Health and Welfare director talks about mobility issues
Health and Welfare Director Richard Armstrong spoke to a group of statewide transportation planners last week about the importance of maintaining and improving access to transportation for the thousands of vulnerable Idahoans served by the department.
“Many of our customers are unable to provide their own transportation, whether it’s to a medical appointment or the new job that is going to help a struggling family get back on its feet,” said Armstrong. “Transportation is the key to independence for many of our customers.”
Public transportation providers and organizations responsible for ensuring that mobility services are available statewide met as part of the Mobility Idaho 2008 conference in Boise last week.
The group is concerned with making sure that Idahoans in both urban and rural areas have access to transportation.
The department’s role can be to help transportation planners identify the transportation needs of the clients we serve.
Medicaid pays about $18 million annually to provide transportation for medical emergencies and non-emergency medical and therapeutic appointments. Access to this transportation helps our customers live in the community, reducing the cost of caring for this population while at the same time increasing their quality of life, said Armstrong.
“It’s much less expensive to maintain someone in their home than it is to put them in a residential care facility,” said Armstrong. “In some cases, the cost is cut roughly in half.”

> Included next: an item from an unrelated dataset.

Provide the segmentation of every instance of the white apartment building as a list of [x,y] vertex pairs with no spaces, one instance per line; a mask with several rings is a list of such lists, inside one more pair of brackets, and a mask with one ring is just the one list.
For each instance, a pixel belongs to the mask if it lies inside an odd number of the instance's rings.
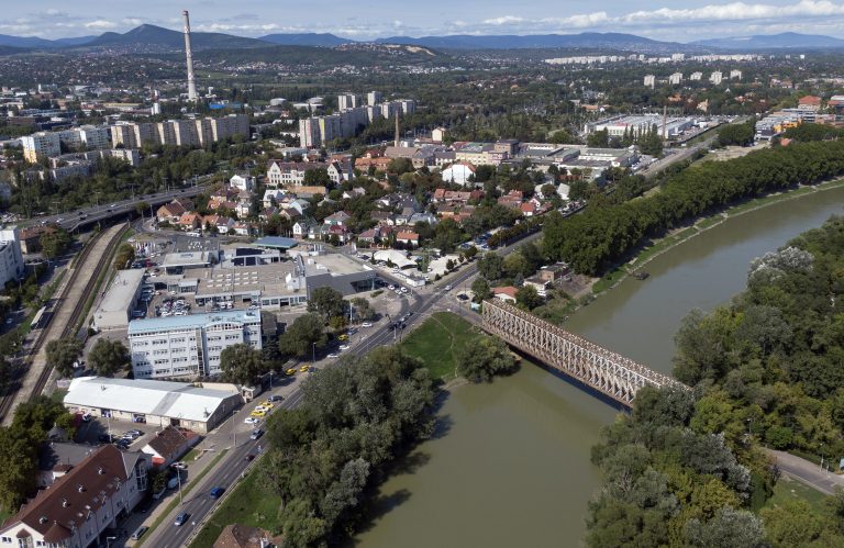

While the over-65 population doesn’t account for a significant part of the department’s spending on transportation now, Armstrong warned that this will change as Baby Boomers age and lose their ability to drive.
“That age group makes up 12 percent of the population now,” said Armstrong. “By 2020, it will make up 25 percent of Idaho’s citizens. I have a feeling we haven’t begun to see the impact this population is going to have on long term care and transportation needs.”
Armstrong said planning to improve transportation for this population and other groups that don’t have ready access to automobiles will have to happen at the local level. The department’s regional directors can help identify the needs in each community.
“The challenge moving forward is for all of us to continue looking for ways at the local, community level to leverage resources,” said Armstrong. “Our goal is to ensure our customers can get to where they need to be to achieve self-reliance and maintain independence.”